Fairfax Financial Holdings a-t-elle vraiment l'intention de racheter BlackBerry? C'est ce que l'on saura lundi, alors que le fonds du milliardaire canadien Prem Watsa exercera - ou non - son droit d'achat sur le fleuron de Waterloo.

Réputé être le roi des causes perdues, Watsa, 63 ans, est aussi un émule du grand financier américain Warren Buffett, de 20 ans son aîné. Le fonds Fairfax a d'ailleurs plus d'une affinité avec le prestigieux fonds Berkshire Hathaway de l'Oracle d'Omaha, à commencer par un rendement annuel moyen exemplaire de 13% depuis 20 ans.

Comme Berkshire, dont le coeur est l'assurance de dommages (Geico) et la réassurance, les affaires de Fairfax s'articulent autour de l'assurance multirisque et de la réassurance. Ces conglomérats savent mettre à profit les énormes réserves requises par les assureurs pour faire face à d'éventuelles catastrophes.

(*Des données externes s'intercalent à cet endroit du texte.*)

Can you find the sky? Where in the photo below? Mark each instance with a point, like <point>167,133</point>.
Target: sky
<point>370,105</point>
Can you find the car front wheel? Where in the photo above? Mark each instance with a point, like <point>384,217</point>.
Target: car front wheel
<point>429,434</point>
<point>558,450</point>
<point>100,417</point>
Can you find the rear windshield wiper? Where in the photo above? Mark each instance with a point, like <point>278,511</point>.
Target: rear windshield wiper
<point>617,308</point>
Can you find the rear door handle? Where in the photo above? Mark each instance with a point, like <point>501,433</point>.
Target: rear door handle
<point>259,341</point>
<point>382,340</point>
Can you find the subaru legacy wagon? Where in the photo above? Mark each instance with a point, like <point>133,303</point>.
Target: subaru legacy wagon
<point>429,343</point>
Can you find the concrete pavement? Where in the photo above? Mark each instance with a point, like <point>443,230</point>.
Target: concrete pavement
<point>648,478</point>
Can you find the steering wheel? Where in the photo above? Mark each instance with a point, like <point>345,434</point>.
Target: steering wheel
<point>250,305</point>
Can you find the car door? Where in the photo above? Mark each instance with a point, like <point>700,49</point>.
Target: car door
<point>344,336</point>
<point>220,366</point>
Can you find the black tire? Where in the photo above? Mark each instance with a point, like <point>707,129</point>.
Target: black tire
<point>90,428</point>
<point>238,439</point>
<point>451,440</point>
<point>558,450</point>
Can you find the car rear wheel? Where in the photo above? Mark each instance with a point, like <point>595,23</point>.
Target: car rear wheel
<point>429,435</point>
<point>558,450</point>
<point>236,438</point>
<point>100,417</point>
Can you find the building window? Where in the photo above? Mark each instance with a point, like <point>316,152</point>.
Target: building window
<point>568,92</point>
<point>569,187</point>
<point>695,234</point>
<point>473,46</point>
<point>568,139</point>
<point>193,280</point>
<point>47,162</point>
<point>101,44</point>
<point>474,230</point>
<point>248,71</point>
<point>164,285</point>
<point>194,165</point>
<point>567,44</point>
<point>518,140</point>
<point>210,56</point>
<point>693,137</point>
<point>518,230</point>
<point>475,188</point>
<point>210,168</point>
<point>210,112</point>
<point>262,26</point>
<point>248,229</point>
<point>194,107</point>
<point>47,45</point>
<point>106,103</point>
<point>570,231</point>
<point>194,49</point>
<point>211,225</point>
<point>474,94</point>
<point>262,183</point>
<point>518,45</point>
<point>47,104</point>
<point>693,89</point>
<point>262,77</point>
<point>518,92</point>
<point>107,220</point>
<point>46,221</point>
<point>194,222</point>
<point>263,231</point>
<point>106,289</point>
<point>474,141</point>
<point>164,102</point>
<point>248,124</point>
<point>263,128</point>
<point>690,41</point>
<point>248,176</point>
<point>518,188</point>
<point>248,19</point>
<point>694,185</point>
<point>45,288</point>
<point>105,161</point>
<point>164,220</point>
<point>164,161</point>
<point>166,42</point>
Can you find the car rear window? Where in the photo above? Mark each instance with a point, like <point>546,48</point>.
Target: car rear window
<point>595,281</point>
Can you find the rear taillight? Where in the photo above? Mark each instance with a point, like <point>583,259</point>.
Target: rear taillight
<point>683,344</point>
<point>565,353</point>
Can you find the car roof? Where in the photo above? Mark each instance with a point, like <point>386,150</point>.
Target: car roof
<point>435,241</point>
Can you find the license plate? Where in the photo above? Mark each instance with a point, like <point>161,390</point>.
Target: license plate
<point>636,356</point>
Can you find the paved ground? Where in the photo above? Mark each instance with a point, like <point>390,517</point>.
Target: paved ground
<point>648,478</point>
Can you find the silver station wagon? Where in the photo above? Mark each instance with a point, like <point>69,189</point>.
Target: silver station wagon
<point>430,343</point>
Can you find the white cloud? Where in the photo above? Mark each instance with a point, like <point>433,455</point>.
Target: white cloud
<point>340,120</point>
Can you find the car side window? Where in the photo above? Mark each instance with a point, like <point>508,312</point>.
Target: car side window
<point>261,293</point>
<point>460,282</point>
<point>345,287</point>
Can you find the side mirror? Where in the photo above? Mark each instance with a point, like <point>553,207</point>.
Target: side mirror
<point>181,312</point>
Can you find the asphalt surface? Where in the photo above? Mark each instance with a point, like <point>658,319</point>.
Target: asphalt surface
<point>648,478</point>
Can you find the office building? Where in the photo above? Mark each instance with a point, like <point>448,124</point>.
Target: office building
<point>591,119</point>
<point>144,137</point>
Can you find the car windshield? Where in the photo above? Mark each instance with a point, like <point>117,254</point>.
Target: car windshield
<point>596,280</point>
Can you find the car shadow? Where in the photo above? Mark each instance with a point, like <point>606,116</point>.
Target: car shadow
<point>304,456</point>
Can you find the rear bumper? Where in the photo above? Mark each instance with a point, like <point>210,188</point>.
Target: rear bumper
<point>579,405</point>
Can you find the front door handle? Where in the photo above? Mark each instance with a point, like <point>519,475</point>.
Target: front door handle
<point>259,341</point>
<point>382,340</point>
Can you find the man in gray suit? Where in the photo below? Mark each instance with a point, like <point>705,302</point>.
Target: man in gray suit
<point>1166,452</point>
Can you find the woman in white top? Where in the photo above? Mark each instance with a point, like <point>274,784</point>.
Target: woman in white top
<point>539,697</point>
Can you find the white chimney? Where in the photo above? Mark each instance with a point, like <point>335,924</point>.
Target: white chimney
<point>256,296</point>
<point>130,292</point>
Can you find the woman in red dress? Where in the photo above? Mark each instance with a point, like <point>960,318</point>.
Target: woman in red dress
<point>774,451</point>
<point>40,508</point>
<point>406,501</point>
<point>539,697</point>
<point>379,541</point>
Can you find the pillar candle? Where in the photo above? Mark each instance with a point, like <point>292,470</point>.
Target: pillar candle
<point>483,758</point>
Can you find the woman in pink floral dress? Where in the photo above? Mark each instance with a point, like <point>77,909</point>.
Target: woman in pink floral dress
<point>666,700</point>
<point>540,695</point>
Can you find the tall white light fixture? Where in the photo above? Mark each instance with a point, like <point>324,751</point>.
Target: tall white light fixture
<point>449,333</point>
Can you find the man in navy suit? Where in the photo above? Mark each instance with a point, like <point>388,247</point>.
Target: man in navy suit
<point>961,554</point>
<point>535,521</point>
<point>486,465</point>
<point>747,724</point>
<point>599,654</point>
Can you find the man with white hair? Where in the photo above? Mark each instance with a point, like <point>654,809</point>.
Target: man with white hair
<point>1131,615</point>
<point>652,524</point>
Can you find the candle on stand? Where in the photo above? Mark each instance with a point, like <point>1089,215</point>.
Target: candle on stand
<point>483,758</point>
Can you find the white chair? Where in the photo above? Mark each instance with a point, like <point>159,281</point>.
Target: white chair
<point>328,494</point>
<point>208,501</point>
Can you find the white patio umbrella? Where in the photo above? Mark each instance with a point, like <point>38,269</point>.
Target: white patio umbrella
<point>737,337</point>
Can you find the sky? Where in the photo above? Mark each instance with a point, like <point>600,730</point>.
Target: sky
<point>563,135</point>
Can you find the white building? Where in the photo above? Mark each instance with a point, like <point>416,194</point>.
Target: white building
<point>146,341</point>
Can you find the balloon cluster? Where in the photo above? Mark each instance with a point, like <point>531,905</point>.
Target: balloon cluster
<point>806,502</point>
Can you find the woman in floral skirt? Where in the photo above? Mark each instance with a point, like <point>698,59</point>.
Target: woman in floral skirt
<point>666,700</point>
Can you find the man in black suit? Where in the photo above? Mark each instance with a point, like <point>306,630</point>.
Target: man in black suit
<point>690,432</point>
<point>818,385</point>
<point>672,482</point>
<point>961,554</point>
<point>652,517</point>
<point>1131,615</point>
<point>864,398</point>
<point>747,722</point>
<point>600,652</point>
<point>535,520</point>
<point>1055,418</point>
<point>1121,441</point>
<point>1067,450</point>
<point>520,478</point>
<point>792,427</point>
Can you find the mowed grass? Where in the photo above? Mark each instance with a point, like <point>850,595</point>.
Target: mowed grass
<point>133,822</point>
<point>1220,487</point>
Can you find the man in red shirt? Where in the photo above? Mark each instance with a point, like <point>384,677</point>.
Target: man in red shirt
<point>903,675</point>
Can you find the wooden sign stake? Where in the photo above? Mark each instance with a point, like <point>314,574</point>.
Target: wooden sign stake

Certes, la société de portefeuille torontoise n'a pas de chemins de fer et ne s'entiche pas de journaux régionaux, mais on trouve dans son organigramme le genre d'entreprises au profil clair, comme l'alimentation de bétail (Ridley) ou les services funéraires (Arbor Memorial). «Comme Berkshire Hathaway, ils cherchent à se concentrer sur le long terme», commente Colin Stewart, de la firme torontoise JC Clark Advisor.

Des sauvetages payants

De même que Berkshire a soutenu financièrement Goldman Sachs au coeur de la crise financière en 2008, Fairfax est allée à contre-courant en se portant au secours de la Bank of Ireland en 2011. Les actions de la banque irlandaise ont plus que doublé de valeur depuis son sauvetage.

Le sauvetage du joyau canadien de la haute technologie par l'homme d'affaires d'origine indienne n'est d'ailleurs pas plus désintéressé que la relance de la banque irlandaise ou son incursion récente dans les centres commerciaux grecs. Sa lettre d'intention, selon des observateurs, n'est qu'une offre d'attente qui établit un calendrier et un prix plancher pour presser d'autres acquéreurs éventuels qui pourraient encore se manifester en fin de semaine.

Fairfax a déjà engagé près de 400 millions dans l'aventure et est le principal actionnaire de BlackBerry, à hauteur de 10%. La réalisation de l'offre à 9$US par action lui coûterait 4,7 milliards de plus pour mettre le grappin sur des brevets évalués à 2 milliards, plus une cagnotte de 2,6 milliards. Une baisse du prix offert n'est d'ailleurs pas à écarter, en l'absence d'une surenchère.

Le cas où un autre acquéreur se manifesterait et égalerait son offre d'ici lundi vaudrait par ailleurs à Fairfax un dédommagement de 157 millions, 262 millions si le repreneur se manifeste tardivement. Ceci, évidemment, en plus du produit de la revente de son propre lot d'actions de BB acquises au prix moyen de 17$ pièce.

Aux dernières nouvelles, les fondateurs de BlackBerry préparent avec la firme d'investissement américaine Cerberus Capital Management une proposition d'achat concurrentielle. Les noms de Google, Intel, LG, Samsung et Lenovo ont aussi circulé pour des offres en tout ou en partie.